The Browns traded down from No. 12 to No. 25, where they took Michigan safety Jabrill Peppers to shore up a weak secondary that struggled to tackle well last season. Cleveland then traded back into the first round to take Miami tight end David Njoku at No. 29. Njoku was the second-best tight end in this class, and he adds pass-catching ability and athleticism Cleveland previously lacked at the position. He’s also a legitimate red-zone threat.
Cleveland made three first-round selections Thursday night and still has two first-rounders and two second-rounders in 2018 to dangle in other moves. That’s a good position to be in.
The Colts must have been ecstatic when Ohio State safety Malik Hooker — arguably the best defensive back in this class — fell in their lap at No. 15. Hooker tackles well, covers quality receivers and lowers the boom with crushing hits.
Hooker had seven interceptions last season, while the Colts had just eight as a team. He also found the end zone more often than most safeties.

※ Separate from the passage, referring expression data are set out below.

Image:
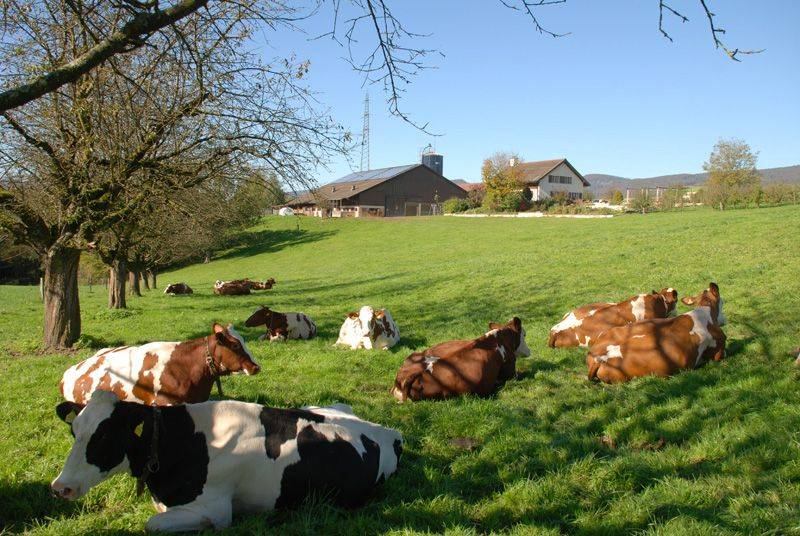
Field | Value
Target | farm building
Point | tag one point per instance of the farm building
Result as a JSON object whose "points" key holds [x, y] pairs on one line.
{"points": [[547, 177], [544, 178], [411, 190]]}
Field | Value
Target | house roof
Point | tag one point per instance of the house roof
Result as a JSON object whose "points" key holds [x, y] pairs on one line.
{"points": [[533, 172], [352, 184], [470, 186]]}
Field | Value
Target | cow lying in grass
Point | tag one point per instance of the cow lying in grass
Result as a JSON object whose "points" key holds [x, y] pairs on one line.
{"points": [[178, 289], [368, 329], [456, 368], [661, 347], [282, 326], [241, 287], [204, 462], [582, 325], [161, 372]]}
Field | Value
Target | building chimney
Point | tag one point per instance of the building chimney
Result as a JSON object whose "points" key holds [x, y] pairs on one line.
{"points": [[433, 160]]}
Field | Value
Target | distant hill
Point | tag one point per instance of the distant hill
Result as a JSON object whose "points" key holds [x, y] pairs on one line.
{"points": [[602, 183]]}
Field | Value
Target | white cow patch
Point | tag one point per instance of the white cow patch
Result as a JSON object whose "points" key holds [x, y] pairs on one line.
{"points": [[613, 351], [123, 366], [571, 321], [638, 307], [701, 318], [429, 361]]}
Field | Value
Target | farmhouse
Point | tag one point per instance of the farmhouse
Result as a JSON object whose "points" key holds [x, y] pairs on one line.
{"points": [[544, 179], [410, 190], [548, 177]]}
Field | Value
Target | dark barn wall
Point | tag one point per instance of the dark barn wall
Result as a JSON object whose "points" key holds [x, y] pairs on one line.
{"points": [[418, 185]]}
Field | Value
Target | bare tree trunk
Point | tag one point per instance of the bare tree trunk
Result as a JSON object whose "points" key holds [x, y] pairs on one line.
{"points": [[117, 274], [145, 279], [62, 314], [135, 289]]}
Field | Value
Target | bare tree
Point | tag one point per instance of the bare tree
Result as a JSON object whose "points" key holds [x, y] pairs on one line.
{"points": [[81, 165]]}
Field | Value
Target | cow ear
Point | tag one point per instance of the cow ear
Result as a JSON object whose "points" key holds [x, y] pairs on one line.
{"points": [[67, 411]]}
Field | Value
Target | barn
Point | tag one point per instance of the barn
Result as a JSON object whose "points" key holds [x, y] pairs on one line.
{"points": [[410, 190]]}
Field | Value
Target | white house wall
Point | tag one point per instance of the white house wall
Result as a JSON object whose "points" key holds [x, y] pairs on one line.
{"points": [[546, 188]]}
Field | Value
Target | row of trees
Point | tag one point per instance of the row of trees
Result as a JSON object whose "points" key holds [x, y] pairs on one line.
{"points": [[118, 116], [151, 156]]}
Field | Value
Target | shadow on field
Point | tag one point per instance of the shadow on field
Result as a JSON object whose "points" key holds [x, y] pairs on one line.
{"points": [[26, 503], [270, 241]]}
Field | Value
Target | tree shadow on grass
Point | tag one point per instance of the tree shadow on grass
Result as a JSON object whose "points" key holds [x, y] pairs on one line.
{"points": [[26, 503], [270, 241]]}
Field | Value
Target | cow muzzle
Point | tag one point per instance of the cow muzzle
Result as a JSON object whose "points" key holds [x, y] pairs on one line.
{"points": [[64, 491]]}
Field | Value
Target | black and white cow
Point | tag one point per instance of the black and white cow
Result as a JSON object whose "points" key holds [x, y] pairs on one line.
{"points": [[216, 458]]}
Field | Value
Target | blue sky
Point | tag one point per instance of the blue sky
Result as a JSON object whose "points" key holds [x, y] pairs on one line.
{"points": [[614, 96]]}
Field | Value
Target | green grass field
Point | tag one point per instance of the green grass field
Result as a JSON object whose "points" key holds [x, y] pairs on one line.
{"points": [[711, 451]]}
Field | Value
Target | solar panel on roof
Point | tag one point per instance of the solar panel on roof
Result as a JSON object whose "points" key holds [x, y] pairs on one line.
{"points": [[373, 174]]}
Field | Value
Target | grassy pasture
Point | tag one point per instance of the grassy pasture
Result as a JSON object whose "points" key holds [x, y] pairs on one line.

He’ll bring a swagger and toughness to the Colts secondary not seen since Bob Sanders ran that unit.
New Orleans Saints
Instead of trading for New England Patriots cornerback Malcolm Butler, the Saints used the No. 11 pick on talented Ohio State corner Marshon Lattimore. New Orleans also found value at No. 32 with Wisconsin right tackle Ryan Ramczyk, who could start next season and was one of the two or three best offensive linemen in this class.
These were two safe, smart picks by the Saints in Round 1.
The best conference in the nation sent eight defensive players from five different schools to the pros in Round 1. That’s pretty impressive.
No. 1: Myles Garrett, DE, Texas A&M
No. 6: Jamal Adams, S, LSU
No. 14: Derek Barnett, LB, Tennessee
No. 16: Marlon Humphrey, CB, Alabama
No. 17: Jonathan Allen, DE, Alabama
No. 22: Charles Harris, DE, Missouri
No. 27: Tre’Davious White, CB, LSU
No. 31: Reuben Foster, LB, Alabama
Is Mitchell Trubisky really worth giving up two third-round picks (one in 2017 and another in 2018) and a 2017 fourth-round pick to move up only one spot from No. 3 to No. 2? The short answer is no.
Trubisky is a risk. Sure, he has excellent physical tools and threw 30 touchdowns with just six interceptions for North Carolina last season, but his 13-game sample size as a starter is pretty small. Signing longtime backup Mike Glennon in free agency didn’t make much sense, but this pick might make even less sense. Chicago has added two quarterbacks who aren’t likely to be franchise players, while not addressing serious needs on defense. The Bears also have fewer draft picks to fill those roster holes over the next two days because of the Trubisky trade.
The Florida State running back tallied more than 2,200 total yards and 20 total touchdowns last season. You could even make the case he’s better than Stanford running back Christian McCaffrey, who went to the Carolina Panthers at No. 8. However, Cook wasn’t selected Thursday as teams opted for tight ends and defensive players in the second half of the first round. He should be among the first players taken in Round 2, though.
Utah left tackle Garett Bolles (Broncos, No. 20) and Wisconsin right tackle Ryan Ramczyk (Saints, No. 32) were the only offensive lineman taken in Round 1. It broke a streak of at least two offensive linemen being selected in the top 10 in each of the last four drafts.